Bear in mind that much of the opposition to tinkering with these historical artifacts is stoked by the emotional appeal to honor Confederate war veterans. The truth is that most of the so-honored veterans were long dead when the vast majority of these monuments were erected — as protests to Federal civil rights and voting rights laws for the most part, along with government displays of the Confederate battle flag. As such, most of these displays deserve about as much protection as we would afford to monuments to the forced removal and genocide of Native Americans, to national parks that celebrate the internment of Japanese-Americans during World War II, or to a commemoration of the Red Scare terrorism of the Joe McCarthy period.
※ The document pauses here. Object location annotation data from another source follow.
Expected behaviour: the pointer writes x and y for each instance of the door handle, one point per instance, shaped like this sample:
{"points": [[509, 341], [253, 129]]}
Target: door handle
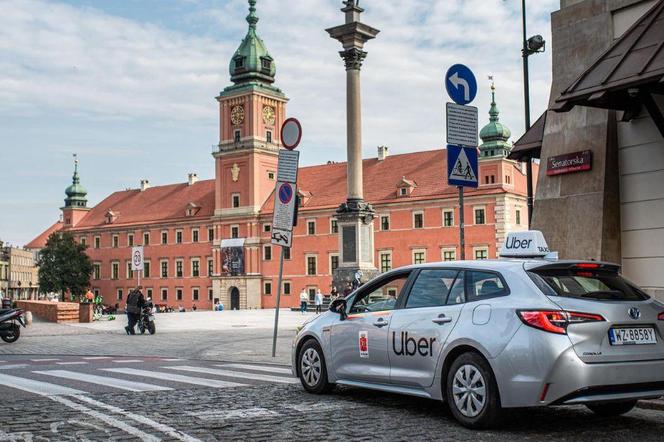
{"points": [[442, 319]]}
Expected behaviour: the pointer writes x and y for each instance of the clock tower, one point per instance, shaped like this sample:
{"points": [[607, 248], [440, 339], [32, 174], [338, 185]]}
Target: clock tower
{"points": [[251, 112]]}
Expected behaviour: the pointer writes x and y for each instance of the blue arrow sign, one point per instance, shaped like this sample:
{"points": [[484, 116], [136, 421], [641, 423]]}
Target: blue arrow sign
{"points": [[460, 84], [462, 166]]}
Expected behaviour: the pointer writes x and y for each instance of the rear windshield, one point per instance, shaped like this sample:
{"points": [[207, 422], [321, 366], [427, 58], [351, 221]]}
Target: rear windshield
{"points": [[584, 284]]}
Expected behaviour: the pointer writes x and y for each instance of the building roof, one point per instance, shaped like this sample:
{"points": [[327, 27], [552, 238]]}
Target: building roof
{"points": [[530, 143], [40, 241], [327, 182], [635, 60]]}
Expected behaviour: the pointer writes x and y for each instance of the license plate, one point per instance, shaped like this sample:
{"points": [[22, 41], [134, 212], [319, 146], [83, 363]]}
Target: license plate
{"points": [[632, 336]]}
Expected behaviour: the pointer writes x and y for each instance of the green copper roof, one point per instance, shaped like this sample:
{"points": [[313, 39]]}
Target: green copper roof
{"points": [[252, 62], [76, 193], [495, 134]]}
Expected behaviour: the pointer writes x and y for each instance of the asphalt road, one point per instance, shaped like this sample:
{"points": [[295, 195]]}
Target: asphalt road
{"points": [[60, 398]]}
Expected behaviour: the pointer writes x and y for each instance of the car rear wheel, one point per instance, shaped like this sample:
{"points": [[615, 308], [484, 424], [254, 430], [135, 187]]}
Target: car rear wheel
{"points": [[612, 408], [471, 392], [312, 368]]}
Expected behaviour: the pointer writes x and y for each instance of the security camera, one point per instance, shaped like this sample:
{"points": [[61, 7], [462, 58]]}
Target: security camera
{"points": [[535, 44]]}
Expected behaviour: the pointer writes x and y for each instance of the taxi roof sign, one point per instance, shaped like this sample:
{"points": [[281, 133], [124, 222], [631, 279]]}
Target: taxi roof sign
{"points": [[525, 244]]}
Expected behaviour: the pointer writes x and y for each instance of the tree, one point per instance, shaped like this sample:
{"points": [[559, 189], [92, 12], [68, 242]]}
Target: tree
{"points": [[64, 265]]}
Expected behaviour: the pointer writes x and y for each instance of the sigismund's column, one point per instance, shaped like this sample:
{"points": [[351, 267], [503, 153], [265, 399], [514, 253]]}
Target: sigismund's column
{"points": [[355, 216]]}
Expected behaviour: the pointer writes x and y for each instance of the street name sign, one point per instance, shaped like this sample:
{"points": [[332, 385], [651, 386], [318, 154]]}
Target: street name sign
{"points": [[461, 124], [462, 166], [461, 84]]}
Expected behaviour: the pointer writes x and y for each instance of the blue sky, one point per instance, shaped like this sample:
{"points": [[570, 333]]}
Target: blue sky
{"points": [[129, 85]]}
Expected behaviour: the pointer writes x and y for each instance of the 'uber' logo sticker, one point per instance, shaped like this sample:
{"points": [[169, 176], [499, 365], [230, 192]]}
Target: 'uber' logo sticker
{"points": [[364, 344], [409, 346]]}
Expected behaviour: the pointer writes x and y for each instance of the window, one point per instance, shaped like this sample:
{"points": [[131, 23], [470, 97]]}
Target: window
{"points": [[384, 222], [381, 296], [479, 216], [419, 256], [418, 220], [482, 253], [431, 288], [385, 261], [311, 265], [334, 226], [448, 218], [334, 263], [485, 285]]}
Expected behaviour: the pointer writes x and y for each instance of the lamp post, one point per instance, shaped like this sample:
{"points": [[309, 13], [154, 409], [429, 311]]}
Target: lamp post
{"points": [[532, 45]]}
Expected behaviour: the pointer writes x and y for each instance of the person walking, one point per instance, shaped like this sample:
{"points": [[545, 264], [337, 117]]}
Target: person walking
{"points": [[303, 301], [135, 302], [318, 300]]}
Is that really the associations that Republicans want to be known for? Again, aggressively seek out opportunities to compromise and take a win. Having 44 percent of the voters who favor local authority is nothing to sneeze at, as any candidate who lost an election by one or two points will ruefully admit.
More to follow in Part II of this post. In the meanwhile, as NFL Coach Jon Gruden (the other Gruden, Dan Snyder) tells his players, “If you are with me then knock wood!” Let’s hear some knuckles rapping on desks as we help the Democrats win a few on their way to losing the GA majorities again.